Voir par exemple les réflexions instruites au 19e et au début du 20e siècles sur la question de l’individualité biologique dans les travaux suivants : E. Haeckel, Generelle Morphologie der Organismen, Berlin, Reimer, 1866, t. 1, livre III : « Generelle Tectologie oder Allgemeine Structurlehre der Organismen » ; C. Gegenbaur, Manuel d’anatomie comparée, trad. Vogt, Part. 1, B : « Des Organes », § 22 et 23, Paris, Reinwald, 1874 ; C. Claus, Traité de zoologie, trad. Moquin-Tandon, I, chap. 3, § 1 : « Individu. Organe » et Appendice A : « L’individualité animale », Paris, Savy, 1878 ; H. Milne-Edwards, Leçons sur la physiologie et l’anatomie comparée de l’homme et des animaux, t. 14, 140e leçon : « Considérations générales sur les êtres animés, § 6, 7 et 8 ; E. Perrier, Les colonies animales et la formation des organismes, Livre V, chap. 4 : « L’individualité animale », Paris, Masson, 1881 ; Traité de zoologie, op. cit., t. 1, Part. 1, chap. 2, § 10 : « Individus et colonies » ; M. Verworn, Physiologie générale (1894), trad.
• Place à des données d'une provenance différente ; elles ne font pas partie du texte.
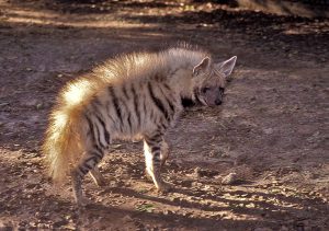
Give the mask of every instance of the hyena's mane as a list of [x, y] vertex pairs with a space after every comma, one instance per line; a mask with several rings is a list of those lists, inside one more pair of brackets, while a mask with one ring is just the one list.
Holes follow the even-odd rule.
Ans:
[[[59, 93], [49, 116], [43, 150], [47, 154], [49, 172], [59, 182], [69, 166], [86, 149], [83, 137], [87, 123], [84, 111], [91, 101], [107, 86], [117, 86], [126, 81], [148, 82], [152, 78], [174, 78], [178, 69], [191, 69], [207, 53], [200, 49], [173, 47], [159, 53], [133, 53], [104, 61], [89, 73], [68, 82]], [[64, 154], [66, 153], [66, 154]]]

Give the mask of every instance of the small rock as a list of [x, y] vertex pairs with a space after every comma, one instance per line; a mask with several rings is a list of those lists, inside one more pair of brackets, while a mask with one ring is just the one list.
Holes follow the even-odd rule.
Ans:
[[222, 180], [222, 184], [224, 185], [231, 185], [234, 183], [237, 182], [237, 173], [229, 173], [227, 176], [225, 176], [223, 180]]

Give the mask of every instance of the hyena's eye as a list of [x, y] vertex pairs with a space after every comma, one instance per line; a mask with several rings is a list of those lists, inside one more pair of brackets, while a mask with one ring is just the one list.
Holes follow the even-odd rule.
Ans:
[[207, 86], [206, 86], [206, 88], [201, 89], [201, 92], [202, 92], [202, 93], [206, 93], [208, 90], [211, 90], [211, 88], [207, 88]]

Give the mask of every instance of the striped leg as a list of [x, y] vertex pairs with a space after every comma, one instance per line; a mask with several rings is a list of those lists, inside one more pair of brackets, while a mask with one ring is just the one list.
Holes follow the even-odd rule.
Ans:
[[146, 162], [146, 172], [152, 178], [159, 192], [166, 192], [170, 188], [168, 183], [161, 180], [161, 136], [145, 137], [144, 154]]
[[94, 173], [98, 163], [102, 160], [104, 155], [103, 150], [99, 148], [94, 148], [91, 151], [87, 151], [81, 159], [80, 163], [72, 170], [71, 177], [72, 177], [72, 187], [73, 187], [73, 196], [78, 204], [78, 206], [84, 206], [89, 201], [82, 195], [82, 180], [84, 175], [92, 171], [91, 174]]

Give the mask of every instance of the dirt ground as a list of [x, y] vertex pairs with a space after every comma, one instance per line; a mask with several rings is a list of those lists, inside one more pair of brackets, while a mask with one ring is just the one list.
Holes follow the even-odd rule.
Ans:
[[[174, 188], [154, 189], [140, 142], [116, 142], [107, 186], [86, 177], [94, 204], [77, 209], [39, 149], [57, 92], [116, 54], [178, 41], [238, 61], [225, 103], [188, 108], [167, 135]], [[324, 19], [188, 0], [0, 0], [0, 230], [329, 230], [328, 51]]]

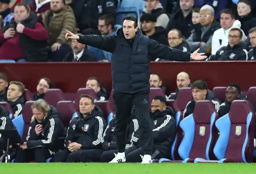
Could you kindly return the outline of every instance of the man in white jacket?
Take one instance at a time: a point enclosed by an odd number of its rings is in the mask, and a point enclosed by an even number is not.
[[[224,9],[220,12],[220,26],[221,28],[215,31],[212,40],[212,54],[215,55],[217,51],[223,46],[228,44],[228,33],[234,28],[240,28],[241,22],[236,20],[234,15],[230,9]],[[244,31],[242,41],[245,41],[247,37]]]

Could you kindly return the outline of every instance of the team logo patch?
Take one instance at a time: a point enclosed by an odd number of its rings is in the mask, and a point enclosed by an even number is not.
[[[205,134],[205,126],[200,126],[199,128],[200,129],[199,134],[201,136],[203,136]]]
[[[87,132],[89,129],[89,124],[85,124],[84,126],[83,131],[84,132]]]
[[[239,136],[241,135],[242,131],[242,126],[236,126],[236,135]]]

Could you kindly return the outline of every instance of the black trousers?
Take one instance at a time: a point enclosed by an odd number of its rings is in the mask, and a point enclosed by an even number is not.
[[[46,162],[46,160],[51,157],[49,150],[45,148],[38,147],[23,150],[18,148],[14,162],[28,162],[34,160],[36,162]]]
[[[99,162],[104,151],[102,149],[80,150],[71,152],[67,149],[64,149],[56,153],[54,162]]]
[[[151,156],[151,159],[166,158],[166,156],[161,152],[159,150],[156,149],[155,148],[153,148],[153,153]],[[138,148],[137,150],[132,152],[126,156],[126,162],[141,162],[142,160],[142,156],[143,155],[143,150],[142,148]]]
[[[144,154],[151,155],[153,148],[152,129],[149,114],[149,90],[134,94],[114,91],[113,95],[116,112],[116,146],[119,152],[124,152],[128,121],[132,106],[135,106],[139,122],[140,141]]]
[[[135,150],[137,149],[137,147],[135,146],[131,147],[127,149],[126,149],[124,151],[126,156],[128,155],[128,154],[131,153],[132,152]],[[108,162],[113,159],[116,156],[116,155],[117,154],[117,150],[107,150],[106,151],[104,151],[101,155],[100,157],[100,162]]]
Hedon, Paris, Schleicher, 1900, chap. 2, I, A : « L’Individualisation de la Matière vivante » ; F. Houssay, La Forme et la Vie, Paris, Reinwald, 1900, chap. 5 : « L’Individu. Mortalité et Immortalité » ; Nature et Sciences naturelles, Livre V, chap. 1, III : « Le problème de l’individualité », Paris, Flammarion, 1896 ; A. Prenant, P. Bouin, L. Maillard, Traité d’histologie, Paris, Schleicher, 1904, 2 vol., t. 1, Livre I, chap. 1, art. 3 : « L’individualité cellulaire ». A noter que les ouvrages de Houssay et de Prenant et al. intègrent les critiques plus récentes et radicales visant à remettre en cause le principe de l’individualité des cellules, qui font suite aux découvertes concernant l’existence de connexions organiques fortes entre les cellules (ponts intercellulaires, anastomoses) et de masses plurinucléées indivises (symplastes, syncytiums). Elles n’ont pas à entrer ici en ligne de compte, dans la mesure où l’intérêt qui pousse les sociologues à emprunter aux biologistes une certaine conception des rapports du tout et de la partie concerne un modèle élaboré préalablement à ces critiques, dont la valeur tient justement à ce qu’il postule l’individualité des parties.